李金塔 (泉州医学高等专科学校检验预防系,福建 泉州362000)
高血压是老年人常见的心血管疾病之一,它不仅可引起严重的心、脑、肾功能障碍,也是脑卒中、冠心病发病的主要危险因素之一,所以有效地控制血压非常重要。在我国,高血压病的治疗目前仍以口服药物为主,现有的降压药已能使90%以上的高血压患者血压控制在正常水平。但在高血压人群中,血压正常率并不高[1]。
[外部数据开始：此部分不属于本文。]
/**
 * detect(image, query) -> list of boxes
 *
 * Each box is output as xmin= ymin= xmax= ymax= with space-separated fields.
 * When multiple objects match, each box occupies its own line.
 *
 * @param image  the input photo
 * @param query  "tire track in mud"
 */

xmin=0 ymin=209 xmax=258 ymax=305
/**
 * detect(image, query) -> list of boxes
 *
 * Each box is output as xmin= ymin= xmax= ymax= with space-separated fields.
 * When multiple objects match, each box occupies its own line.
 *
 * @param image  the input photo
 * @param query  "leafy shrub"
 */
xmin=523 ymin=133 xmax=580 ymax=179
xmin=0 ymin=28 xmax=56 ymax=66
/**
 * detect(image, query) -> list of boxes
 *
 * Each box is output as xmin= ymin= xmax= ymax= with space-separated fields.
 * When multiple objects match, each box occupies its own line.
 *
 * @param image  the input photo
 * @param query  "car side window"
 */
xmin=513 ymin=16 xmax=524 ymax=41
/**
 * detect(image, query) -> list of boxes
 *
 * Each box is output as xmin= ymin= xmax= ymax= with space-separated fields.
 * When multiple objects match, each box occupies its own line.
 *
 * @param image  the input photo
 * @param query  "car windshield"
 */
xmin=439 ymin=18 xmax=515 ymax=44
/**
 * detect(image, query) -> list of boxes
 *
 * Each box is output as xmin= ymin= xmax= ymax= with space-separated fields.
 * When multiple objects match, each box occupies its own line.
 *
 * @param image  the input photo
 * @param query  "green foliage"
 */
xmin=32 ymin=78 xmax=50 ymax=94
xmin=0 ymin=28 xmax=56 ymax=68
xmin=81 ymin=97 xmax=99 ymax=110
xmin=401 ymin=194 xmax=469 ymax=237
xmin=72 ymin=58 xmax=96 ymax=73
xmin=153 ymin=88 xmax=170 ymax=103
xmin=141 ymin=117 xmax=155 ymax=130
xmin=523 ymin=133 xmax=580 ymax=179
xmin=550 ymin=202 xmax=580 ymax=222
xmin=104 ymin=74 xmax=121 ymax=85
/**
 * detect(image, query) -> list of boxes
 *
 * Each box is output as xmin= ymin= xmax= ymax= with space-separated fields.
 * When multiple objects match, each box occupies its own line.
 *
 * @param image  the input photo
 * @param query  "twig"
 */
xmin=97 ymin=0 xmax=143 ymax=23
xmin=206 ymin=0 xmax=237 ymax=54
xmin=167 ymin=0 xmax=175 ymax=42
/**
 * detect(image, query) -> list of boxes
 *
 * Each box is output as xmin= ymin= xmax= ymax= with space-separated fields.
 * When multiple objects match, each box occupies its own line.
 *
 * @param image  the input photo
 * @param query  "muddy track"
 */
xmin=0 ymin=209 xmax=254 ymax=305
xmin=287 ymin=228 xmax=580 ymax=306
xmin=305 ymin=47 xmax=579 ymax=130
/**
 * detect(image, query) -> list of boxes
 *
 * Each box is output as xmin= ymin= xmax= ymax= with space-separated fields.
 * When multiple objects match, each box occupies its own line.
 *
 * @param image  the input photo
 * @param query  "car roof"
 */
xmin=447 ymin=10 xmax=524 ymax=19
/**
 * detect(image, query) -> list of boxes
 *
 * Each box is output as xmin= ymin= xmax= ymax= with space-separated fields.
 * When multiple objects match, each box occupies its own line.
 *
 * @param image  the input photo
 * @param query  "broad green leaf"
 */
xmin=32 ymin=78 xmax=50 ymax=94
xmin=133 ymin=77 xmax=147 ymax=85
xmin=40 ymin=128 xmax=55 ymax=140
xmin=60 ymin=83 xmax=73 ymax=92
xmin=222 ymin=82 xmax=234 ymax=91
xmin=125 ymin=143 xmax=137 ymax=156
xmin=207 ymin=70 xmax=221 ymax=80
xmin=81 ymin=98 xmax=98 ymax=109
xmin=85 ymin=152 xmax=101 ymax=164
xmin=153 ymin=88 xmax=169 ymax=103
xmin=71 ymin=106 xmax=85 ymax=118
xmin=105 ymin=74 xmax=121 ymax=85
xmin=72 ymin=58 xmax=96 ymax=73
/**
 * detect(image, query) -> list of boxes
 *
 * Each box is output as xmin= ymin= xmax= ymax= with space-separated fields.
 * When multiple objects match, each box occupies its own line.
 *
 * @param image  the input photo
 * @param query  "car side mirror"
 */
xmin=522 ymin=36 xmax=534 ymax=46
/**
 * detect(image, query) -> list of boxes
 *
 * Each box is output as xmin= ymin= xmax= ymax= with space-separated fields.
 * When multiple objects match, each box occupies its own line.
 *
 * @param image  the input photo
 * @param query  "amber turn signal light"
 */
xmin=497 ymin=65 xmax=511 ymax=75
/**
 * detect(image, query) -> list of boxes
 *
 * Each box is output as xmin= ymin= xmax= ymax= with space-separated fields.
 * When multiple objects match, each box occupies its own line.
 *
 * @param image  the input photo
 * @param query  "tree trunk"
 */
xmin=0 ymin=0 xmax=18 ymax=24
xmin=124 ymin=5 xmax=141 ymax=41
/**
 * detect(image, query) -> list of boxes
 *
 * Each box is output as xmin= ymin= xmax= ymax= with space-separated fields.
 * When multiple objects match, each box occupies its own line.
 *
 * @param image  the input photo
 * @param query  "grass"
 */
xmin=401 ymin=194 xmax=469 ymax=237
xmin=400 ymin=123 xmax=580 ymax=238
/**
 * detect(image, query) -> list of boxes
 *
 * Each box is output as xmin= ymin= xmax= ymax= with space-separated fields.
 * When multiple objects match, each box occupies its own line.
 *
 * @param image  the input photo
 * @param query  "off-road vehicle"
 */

许多研究表明,依从性差是老年高血压患者血压控制不良的主要因素[2],因此如何提高老年高血压患者治疗遵医行为显得尤其重要。笔者在对某社区老年高血压患者采取以人为中心健康照顾方法干预后收到满意效果,现报道如下。
2010年4月至2010年9月,选取泉州市丰泽区城东社区符合纳入标准的老年高血压患者共124例,随机分为实验组62例和对照组62例。纳入标准:①符合WHO制定的原发性高血压诊断标准,收缩压≥140mmHg或舒张压≥90mmHg(1mmHg=0.133kPa);②同意参加本项研究;③年龄≥60岁;④意识清楚;⑤病程≤5年;⑥服用降压药。排除继发性高血压、精神障碍、有严重的失语、失用和认知功能障碍患者和严重急慢性躯体疾病患者。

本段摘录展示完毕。